How Infinity Group drove AI adoption internally (and reclaimed over 2000 hours a year)_

11th Jun 2024 | 11 min read

How Infinity Group drove AI adoption internally (and reclaimed over 2000 hours a year)_

Since 2023, AI has been everywhere, with no signs of disappearing. As such, many organisations have begun to consider implementing it into their operations, especially given the significant timesaving and cost-efficiency benefits promised.

However, adopting AI isn’t always simple. Research from Gartner found that key barriers for businesses when embedding AI include:

• A lack of skills among staff currently
• Understanding the benefits and use cases of AI
• Measuring the value of AI internally
• Finding a starting point for AI adoption

These are obstacles we faced at Infinity Group too. So, we launched an AI advocacy initiative, aiming to increase adoption across our teams and uncover how it could benefit our processes.
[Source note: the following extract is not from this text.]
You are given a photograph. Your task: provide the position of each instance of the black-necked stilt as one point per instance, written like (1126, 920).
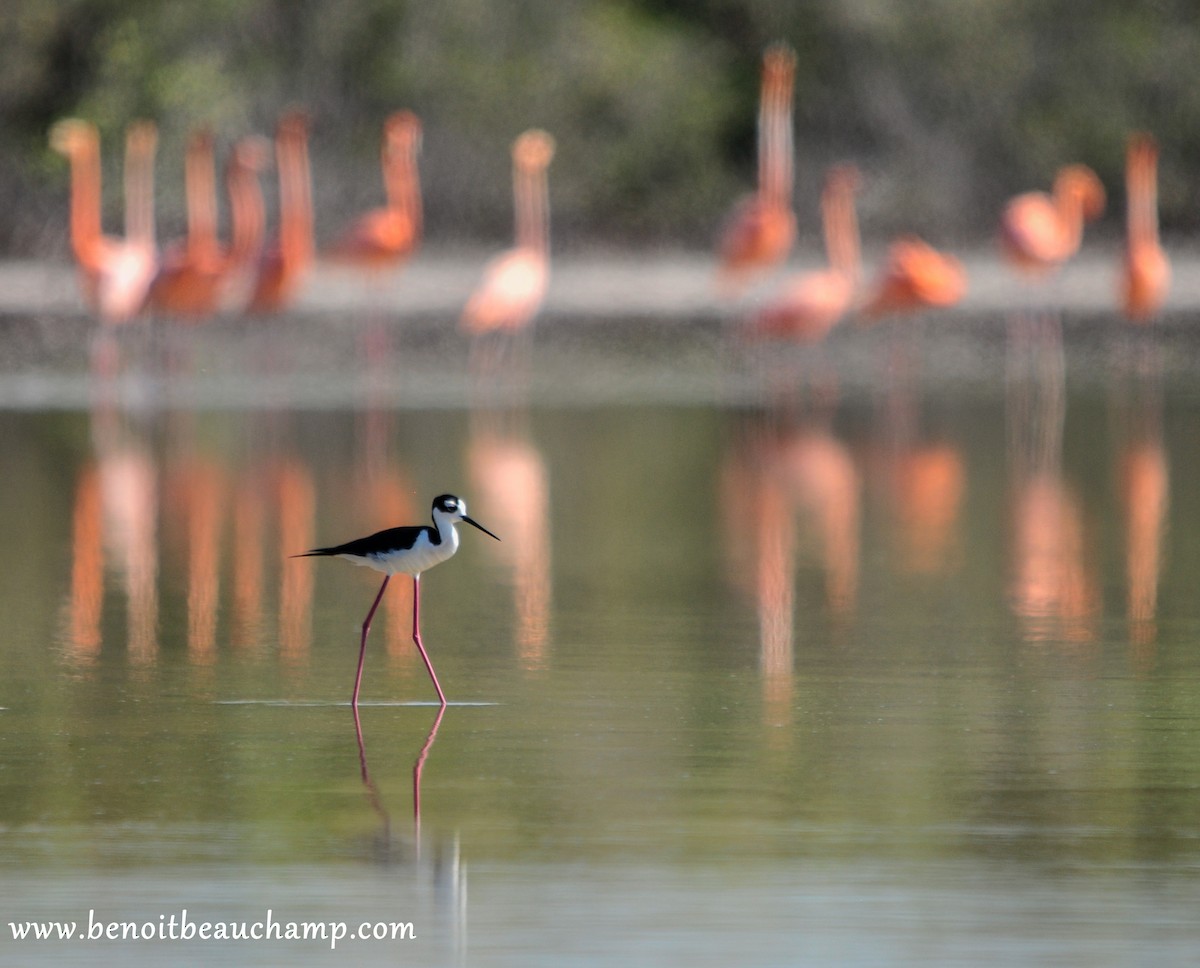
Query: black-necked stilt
(406, 551)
We’ve put together this case study to show you how we approached our AI journey and what we’ve learned over the last few months.


Why we started the AI advocacy initiative_

As a Microsoft partner, we’re regularly talking to our clients about AI. The more we had these conversations, the more important it became that we understood the impact of AI within our own teams. We firmly believe that AI is going to become increasingly embedded into our lives, so we also wanted to get ahead of the curve and find practical ways to introduce it into the business.

Plus, like most other businesses, we’re always searching for more hours in the day – so we were extremely interested to find out whether AI could bring the time-saving benefits that are so often promised.

Nick Cochrane, Head of Innovation at Infinity Group, led the charge: “We know AI is an amazing innovation, but we didn’t have a good grasp on how we could use it as a business. We had some anecdotes of people using it effectively, but we had no idea how different roles were leveraging it, and at what scale.”

Nick put together the AI advocacy group to change that, by bringing people together regularly to share AI use cases and results.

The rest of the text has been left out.